Annecy-Le Grand-Bornand, du 18 au 21 décembre 2025, était l’étape française du circuit.
Où se déroulait la séquence olympique du biathlon en 2026 ?
Le biathlon olympique se déroulait à Antholz-Anterselva, en Italie, dans la fenêtre de février 2026.
Où voir la Coupe du monde de biathlon en France ?
La saison 2025-2026 était diffusée en clair sur la chaîne L’Équipe, ainsi que sur Eurosport.
Pourquoi le programme de mars est-il si important ?
Parce qu’après les JO, mars est souvent le mois où se jouent les globes, avec la fatigue accumulée et des écarts parfois très serrés au général.
Conclusion
Le programme biathlon 2025-2026 n’a pas seulement aligné des dates. Il a dessiné une saison entière, avec son ouverture suédoise, sa parenthèse française, son tunnel de janvier, sa bascule olympique et son final nordique. C’est ce qui fait la beauté de ce sport : le calendrier n’est jamais décoratif.

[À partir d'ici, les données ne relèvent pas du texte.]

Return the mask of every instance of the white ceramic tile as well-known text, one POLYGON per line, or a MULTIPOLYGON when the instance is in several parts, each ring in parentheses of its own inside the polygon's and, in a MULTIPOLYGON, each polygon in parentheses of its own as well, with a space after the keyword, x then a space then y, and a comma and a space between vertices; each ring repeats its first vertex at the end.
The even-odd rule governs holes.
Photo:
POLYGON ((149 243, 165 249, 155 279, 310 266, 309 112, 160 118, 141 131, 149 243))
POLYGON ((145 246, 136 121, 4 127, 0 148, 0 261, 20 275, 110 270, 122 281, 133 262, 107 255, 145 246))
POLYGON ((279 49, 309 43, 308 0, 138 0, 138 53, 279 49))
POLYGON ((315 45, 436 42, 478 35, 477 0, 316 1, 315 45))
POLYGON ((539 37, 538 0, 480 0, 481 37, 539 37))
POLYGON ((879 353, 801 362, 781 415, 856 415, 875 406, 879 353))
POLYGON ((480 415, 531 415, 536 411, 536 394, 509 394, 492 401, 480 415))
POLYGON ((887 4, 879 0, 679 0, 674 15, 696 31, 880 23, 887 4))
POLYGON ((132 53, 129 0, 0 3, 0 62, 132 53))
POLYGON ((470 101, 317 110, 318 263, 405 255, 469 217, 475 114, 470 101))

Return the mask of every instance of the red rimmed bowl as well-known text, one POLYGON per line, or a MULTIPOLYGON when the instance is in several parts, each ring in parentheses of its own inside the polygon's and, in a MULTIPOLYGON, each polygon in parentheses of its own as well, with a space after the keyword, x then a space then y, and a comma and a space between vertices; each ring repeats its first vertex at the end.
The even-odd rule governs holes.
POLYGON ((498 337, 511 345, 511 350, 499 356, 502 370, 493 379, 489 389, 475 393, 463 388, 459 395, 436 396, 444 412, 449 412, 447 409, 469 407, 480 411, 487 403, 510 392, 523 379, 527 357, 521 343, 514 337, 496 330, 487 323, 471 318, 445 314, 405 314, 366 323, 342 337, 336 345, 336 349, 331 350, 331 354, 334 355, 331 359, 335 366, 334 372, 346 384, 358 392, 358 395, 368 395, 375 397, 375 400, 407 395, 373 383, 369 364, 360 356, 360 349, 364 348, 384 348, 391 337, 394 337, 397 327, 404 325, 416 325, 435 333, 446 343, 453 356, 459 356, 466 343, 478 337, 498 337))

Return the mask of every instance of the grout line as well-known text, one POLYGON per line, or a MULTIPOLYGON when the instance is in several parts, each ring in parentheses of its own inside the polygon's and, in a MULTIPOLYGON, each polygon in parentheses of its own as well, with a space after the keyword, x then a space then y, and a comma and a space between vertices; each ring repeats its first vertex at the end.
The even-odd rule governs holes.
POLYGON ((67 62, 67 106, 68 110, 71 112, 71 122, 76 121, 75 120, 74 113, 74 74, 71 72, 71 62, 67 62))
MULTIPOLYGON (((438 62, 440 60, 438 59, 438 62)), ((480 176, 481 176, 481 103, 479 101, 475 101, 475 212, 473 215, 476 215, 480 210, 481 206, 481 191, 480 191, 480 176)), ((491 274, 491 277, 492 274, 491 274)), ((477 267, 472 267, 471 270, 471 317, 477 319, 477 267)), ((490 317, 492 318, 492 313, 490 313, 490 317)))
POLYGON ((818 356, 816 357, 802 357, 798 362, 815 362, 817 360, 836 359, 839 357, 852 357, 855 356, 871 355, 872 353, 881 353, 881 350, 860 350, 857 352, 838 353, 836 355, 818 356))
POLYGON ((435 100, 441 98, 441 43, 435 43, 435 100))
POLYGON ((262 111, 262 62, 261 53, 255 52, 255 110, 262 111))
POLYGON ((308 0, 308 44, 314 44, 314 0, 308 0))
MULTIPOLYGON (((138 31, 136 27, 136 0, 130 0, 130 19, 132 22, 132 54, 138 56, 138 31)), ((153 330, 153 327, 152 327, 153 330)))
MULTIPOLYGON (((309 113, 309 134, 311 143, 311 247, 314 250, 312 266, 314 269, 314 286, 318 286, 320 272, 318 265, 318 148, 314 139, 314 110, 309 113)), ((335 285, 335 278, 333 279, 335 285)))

Il pèse sur le récit, sur les corps, sur les titres, sur la manière dont on vit les courses.
Pour le lecteur français, le plus intéressant n’est donc pas seulement de savoir qu’il y avait neuf étapes ou que tout s’est fini à Oslo. Le plus intéressant, c’est de comprendre pourquoi certaines dates sont plus lourdes que d’autres. Pourquoi Le Grand-Bornand vibre autrement. Pourquoi février casse le tempo. Pourquoi mars révèle tout.
Et, au fond, c’est ça qu’on cherche quand on tape “programme biathlon”. Pas juste un calendrier. Une saison lisible. Une carte du suspense. Une manière simple de savoir quand le biathlon devient impossible à rater.